This workshop introduces the concept of classification and illustrates its importance in science and mathematics. Through examples such as numbers, graphs or geometric shapes, the pupils see how mathematical objects can be classified and further learn how so-called invariant properties can be used to distinguish objects.

This workshop is suited for pupils from 3e onwards.

Practical information for all mathematics workshops

All the mathematics workshops are suitable for classes ranging from 3rd to 1st grade (in the Luxembourgish school system), meaning students aged 15 to 19.

Workshop 2 (graph theory) is also suitable for classes from the 4th grade.

The workshops can be given in Luxembourgish, French, German or English.

Workshops 1 and 2 (probability and graph theory) can be offered either as a full-day (6.5 hrs.) or as a half-day (3-4 hrs.) course. Workshop 3 (number theory) can only be offered as a full-day course. Workshop 4 (classification) can only be offered as a half-day course.

The full-day workshops take place from 9:00h till 15:30h with a lunch break of one hour. During the lunch break the students can get some food from the restaurants that are located on Campus Belval and in Belval Plaza, or they can use the canteen. The lunch schedule need to be observed, so that the afternoon activities can resume on time.

Teachers who choose the half-day version of the course are free to choose their preferred starting time (can be done during registration procedure).

The workshops in mathematics take place in the Maison du Savoir (MSA) on Campus Belval.

If you arrive by car or coach, take the A4 and keep it until the end, then follow the signs towards “Belval”. On the campus, there are no signs to indicate the way to Maison du Savoir. Please use the map below to find your way.

If you arrive by train, the stop is “Belval Université”. Our building is 10 minutes away from the train station by foot. There are also several buses that you can take to arrive on the campus.

For workshop 3 (focusing on number theory), if you wish to prepare the class before the workshop, you can review or introduce the following concepts:

a) The Euclidean division (i.e. the division with remainder) and the Euclidean algorithm (for the division, the case of a negative dividend/divisor should also be considered).

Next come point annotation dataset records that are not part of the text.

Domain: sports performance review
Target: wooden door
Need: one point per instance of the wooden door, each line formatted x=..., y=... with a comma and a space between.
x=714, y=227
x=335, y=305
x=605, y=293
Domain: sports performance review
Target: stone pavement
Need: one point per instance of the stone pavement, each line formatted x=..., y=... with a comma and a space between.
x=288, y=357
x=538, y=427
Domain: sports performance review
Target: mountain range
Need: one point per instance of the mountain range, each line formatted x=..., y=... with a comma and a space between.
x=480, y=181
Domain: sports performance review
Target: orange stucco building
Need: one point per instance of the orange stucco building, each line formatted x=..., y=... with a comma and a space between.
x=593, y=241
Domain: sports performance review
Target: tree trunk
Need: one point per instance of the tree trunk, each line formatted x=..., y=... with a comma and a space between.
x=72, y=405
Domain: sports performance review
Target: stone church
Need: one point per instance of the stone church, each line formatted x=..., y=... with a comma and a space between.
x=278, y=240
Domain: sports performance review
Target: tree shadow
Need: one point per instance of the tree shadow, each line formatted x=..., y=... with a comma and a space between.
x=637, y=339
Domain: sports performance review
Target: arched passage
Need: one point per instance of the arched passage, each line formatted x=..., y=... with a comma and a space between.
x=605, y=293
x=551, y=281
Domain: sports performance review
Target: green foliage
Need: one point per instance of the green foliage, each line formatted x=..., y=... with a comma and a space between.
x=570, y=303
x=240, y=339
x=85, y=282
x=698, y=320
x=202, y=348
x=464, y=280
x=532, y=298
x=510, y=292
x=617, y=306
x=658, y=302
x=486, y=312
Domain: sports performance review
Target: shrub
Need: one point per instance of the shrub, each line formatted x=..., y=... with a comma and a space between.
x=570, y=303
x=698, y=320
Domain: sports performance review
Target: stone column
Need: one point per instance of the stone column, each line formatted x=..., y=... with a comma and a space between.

b) The Greatest common divisor (gcd) of two integers and Bézout’s identity that gives the gcd of two integers as a linear combination of these integers. (For example 3 = gcd(6, 15) = -12*6 + 5*15). Such a linear combination can be obtained by means of the extended Euclidean algorithm.

c) The definition of a prime number.

d) The basic rules of exponentiation.

Materials that can be used for the preparation will be provided.

At the end of a workshop, each student receives a certificate attesting to his participation.